The Benji Hillman Foundation
- Abbreviation: BHF
- Formation: August 2006; 19 years ago
- Founded at: Israel
- Type: Charitable organization
- Purpose: Support for lone soldiers in the Israel Defense Forces and helping young immigrants integrate into Israeli society
- Headquarters: Ra'anana, Israel
- Services: Housing, guidance, and support for lone soldiers and assistance to young immigrant adults

= The Benji Hillman Foundation =

Charity supporting lone soldiers in Israel

The Benji Hillman Foundation (BHF) was founded in August 2006, in memory of Major Benji Hillman, who was killed in action during the 2006 Lebanon War. The Foundation's aims are to help lone soldiers and soldiers from deprived backgrounds in the Israel Defense Force, both during and after their army service. The foundation also helps young adults who are immigrants to integrate into society.

The foundation is named after the late Major Benji Hillman (1979–2006), a company commander in the elite Egoz Reconnaissance Unit, who was killed in Maroun al-Ras on 20 July leading his troops into battle. Hillman was regarded as having an unstinting sense of responsibility toward the soldiers under his command, particularly to lone soldiers.

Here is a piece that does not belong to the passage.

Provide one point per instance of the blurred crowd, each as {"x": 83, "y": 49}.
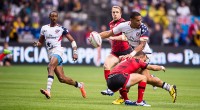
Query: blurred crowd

Benji was born on 3 October 1979 in North West London to Judith and Danny Hillman. He had an older sister, Abigail and younger brother Shimon. His family emigrated to Israel in 1983 to Ra'anana. He attended the local primary school and then went to the Mechina in Kfar Saba and subsequently to the Midrashiya in Pardes Hanna. He also spent a year at Bnei David, the pre-military Yeshiva in Eli.

In 1998, he entered the army and was accepted to the Egoz Reconnaissance Unit. He was named outstanding soldier in basic training and in combat courses following. In 2000, he graduated from the officers' course with distinction and held positions in both Egoz and in the Golani Brigade's 51st Battalion. In June 2006, less than a month before he was killed, he married his long-time girlfriend Ayala Borger.

==Projects==
The Foundation, managed by Benji's family and friends, is implementing a number of projects to make the lives of lone soldiers more comfortable during their service, and to help young immigrants integrate into Israeli society.

"Lone soldiers" are young men and women, usually recent immigrants to Israel who are undertaking their mandatory service in the Israeli army. Lone soldiers often have no family in Israel, may barely speak the Hebrew language and in most cases have no place of their own to go when on leave from their army service.

The Foundation's flagship project, HaBayit Shel Benji (Benji's Home), was opened in February 2013 in Raanana to provide general assistance, their own room, good food, a surrogate family (from members of local community - Raanana) and all the comforts of home for 50 lone soldiers (male and female). In 2016 a fourth floor with additional rooms was added to the Home.

The second project, opened in 2014 is a Guidance Center for young people after their service and beginning their lives in Israel. Each participant is given a guidance program based on their specific needs. In 2025 the center helped over 500 young people integrate into Israeli society.